Voor het eerst sinds 1986 is homo-emancipatie weer een thema in het regeerakkoord. Dat onderstreept hoeveel gewicht dit kabinet hieraan toekent.
Als minister van Onderwijs, Cultuur en Wetenschap heb ik emancipatie in mijn portefeuille, ook homo-emancipatie. Voor mij is dat een belangrijk onderwerp, niet iets wat ik er ‘even’ bij doe. Een op de twaalf Nederlanders is homo; ik kan me er echt kwaad over maken dat een belangrijk deel van die groep zich achtergesteld voelt, niet voor de homoseksuele voorkeur durft uit te komen. Of zich zelfs onveilig voelt, bedreigd. Dat mág niet, dat kán niet. Dat is gewoon niet acceptabel.
Zo’n maatschappelijk sociaal probleem is diep geworteld en breed vertakt. Dat kun je niet vanuit één ministerie oplossen, daar komt meer bij kijken. Wij zijn daarom met een aantal collega bewindslieden vanuit verschillende invalshoeken bezig met de uitwerking van homo-emancipatie binnen het coalitieakkoord. Ik ben daarom in gesprek met Ella Vogelaar, Jet Bussemaker, Guusje ter Horst en justitieminister Ernst Hirsch Ballin.

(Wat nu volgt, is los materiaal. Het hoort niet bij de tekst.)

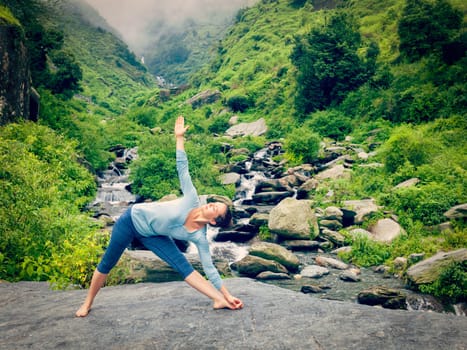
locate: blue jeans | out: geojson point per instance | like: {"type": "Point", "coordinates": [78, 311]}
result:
{"type": "Point", "coordinates": [123, 234]}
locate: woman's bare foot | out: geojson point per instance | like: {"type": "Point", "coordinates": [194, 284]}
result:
{"type": "Point", "coordinates": [222, 304]}
{"type": "Point", "coordinates": [83, 311]}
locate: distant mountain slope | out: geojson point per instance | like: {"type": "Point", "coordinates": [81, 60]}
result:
{"type": "Point", "coordinates": [111, 72]}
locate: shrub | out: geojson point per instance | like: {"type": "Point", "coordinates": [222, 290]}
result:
{"type": "Point", "coordinates": [426, 203]}
{"type": "Point", "coordinates": [366, 252]}
{"type": "Point", "coordinates": [239, 103]}
{"type": "Point", "coordinates": [42, 190]}
{"type": "Point", "coordinates": [451, 285]}
{"type": "Point", "coordinates": [408, 145]}
{"type": "Point", "coordinates": [302, 145]}
{"type": "Point", "coordinates": [219, 125]}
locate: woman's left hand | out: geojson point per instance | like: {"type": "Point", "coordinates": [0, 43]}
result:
{"type": "Point", "coordinates": [180, 128]}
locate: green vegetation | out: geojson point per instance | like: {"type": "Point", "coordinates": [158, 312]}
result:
{"type": "Point", "coordinates": [451, 285]}
{"type": "Point", "coordinates": [361, 70]}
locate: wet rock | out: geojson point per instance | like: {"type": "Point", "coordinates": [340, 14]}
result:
{"type": "Point", "coordinates": [230, 178]}
{"type": "Point", "coordinates": [256, 128]}
{"type": "Point", "coordinates": [293, 219]}
{"type": "Point", "coordinates": [251, 266]}
{"type": "Point", "coordinates": [301, 245]}
{"type": "Point", "coordinates": [359, 209]}
{"type": "Point", "coordinates": [407, 183]}
{"type": "Point", "coordinates": [386, 297]}
{"type": "Point", "coordinates": [277, 253]}
{"type": "Point", "coordinates": [331, 262]}
{"type": "Point", "coordinates": [386, 230]}
{"type": "Point", "coordinates": [349, 276]}
{"type": "Point", "coordinates": [428, 270]}
{"type": "Point", "coordinates": [333, 236]}
{"type": "Point", "coordinates": [175, 316]}
{"type": "Point", "coordinates": [234, 236]}
{"type": "Point", "coordinates": [330, 224]}
{"type": "Point", "coordinates": [268, 275]}
{"type": "Point", "coordinates": [314, 271]}
{"type": "Point", "coordinates": [309, 288]}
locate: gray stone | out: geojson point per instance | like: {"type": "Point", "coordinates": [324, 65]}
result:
{"type": "Point", "coordinates": [268, 275]}
{"type": "Point", "coordinates": [428, 270]}
{"type": "Point", "coordinates": [386, 230]}
{"type": "Point", "coordinates": [204, 97]}
{"type": "Point", "coordinates": [251, 266]}
{"type": "Point", "coordinates": [386, 297]}
{"type": "Point", "coordinates": [362, 208]}
{"type": "Point", "coordinates": [349, 276]}
{"type": "Point", "coordinates": [293, 219]}
{"type": "Point", "coordinates": [314, 271]}
{"type": "Point", "coordinates": [336, 172]}
{"type": "Point", "coordinates": [230, 178]}
{"type": "Point", "coordinates": [333, 236]}
{"type": "Point", "coordinates": [407, 183]}
{"type": "Point", "coordinates": [174, 316]}
{"type": "Point", "coordinates": [331, 262]}
{"type": "Point", "coordinates": [256, 128]}
{"type": "Point", "coordinates": [277, 253]}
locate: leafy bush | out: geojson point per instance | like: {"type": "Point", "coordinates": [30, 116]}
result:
{"type": "Point", "coordinates": [330, 123]}
{"type": "Point", "coordinates": [328, 66]}
{"type": "Point", "coordinates": [366, 252]}
{"type": "Point", "coordinates": [302, 145]}
{"type": "Point", "coordinates": [219, 125]}
{"type": "Point", "coordinates": [426, 26]}
{"type": "Point", "coordinates": [451, 285]}
{"type": "Point", "coordinates": [426, 203]}
{"type": "Point", "coordinates": [42, 190]}
{"type": "Point", "coordinates": [239, 103]}
{"type": "Point", "coordinates": [408, 145]}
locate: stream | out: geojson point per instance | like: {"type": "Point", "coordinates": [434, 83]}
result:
{"type": "Point", "coordinates": [114, 197]}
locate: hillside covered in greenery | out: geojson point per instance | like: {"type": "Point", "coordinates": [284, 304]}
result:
{"type": "Point", "coordinates": [390, 76]}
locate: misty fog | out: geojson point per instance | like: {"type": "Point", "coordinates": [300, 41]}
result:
{"type": "Point", "coordinates": [133, 18]}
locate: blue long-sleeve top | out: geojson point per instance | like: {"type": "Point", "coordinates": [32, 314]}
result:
{"type": "Point", "coordinates": [168, 218]}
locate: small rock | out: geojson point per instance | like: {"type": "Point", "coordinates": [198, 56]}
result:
{"type": "Point", "coordinates": [349, 276]}
{"type": "Point", "coordinates": [314, 271]}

Eigenlijk heeft dit kabinet niet één, maar verschillende bewindspersonen die homo-emancipatie in hun portefeuille hebben voor hun eigen domein. Maar u mag mij hier altijd op aanspreken, ik fungeer als een primus inter pares.
Voor de uitwerking wil ik ook praten met de verschillende homo-organisaties, die hier vandaag verzameld zijn. Ik heb al kennisgemaakt met COC Nederland, waar ik laatst een inspirerend werkbezoek heb gebracht. Maar ik ben ook heel benieuwd naar de ideeën van andere homo-organisaties en het kenniscentrum homo-emancipatie van Movisie. Ideeën, die ik natuurlijk ook met mijn betrokken collega bewindslieden zal bespreken.
Rond Prinsjesdag kom ik met de Emancipatienota. Wat mag u daarvan verwachten? Graag wil ik alvast een tipje van de sluier oplichten: - meer zichtbaarheid voor homo-emancipatie dan de afgelopen jaren, met een sterke betrokkenheid vanuit het kabinet - vergeleken met de afgelopen jaren, méér middelen voor homo-emancipatie en de aanpak van homodiscriminatie. Vooral op de in het coalitie-akkoord genoemde terreinen: straat, dialoog, sport, school, ouderenzorg en in bedrijven. - ook wil ik dat ons land op dit gebied weer een internationale voorbeeldfunctie krijgt. Toen een Amerikaanse legerleider het vorige maand immoreel noemde als militairen voor hun homoseksualiteit zouden uitkomen, kreeg hij nota bene bijval van Nederlandse studenten van lerarenopleidingen. Die kwamen er in de krant voor uit dat ze homoseksualiteit onnatuurlijk vonden. Kijk. Daar kan ik me nu over opwinden.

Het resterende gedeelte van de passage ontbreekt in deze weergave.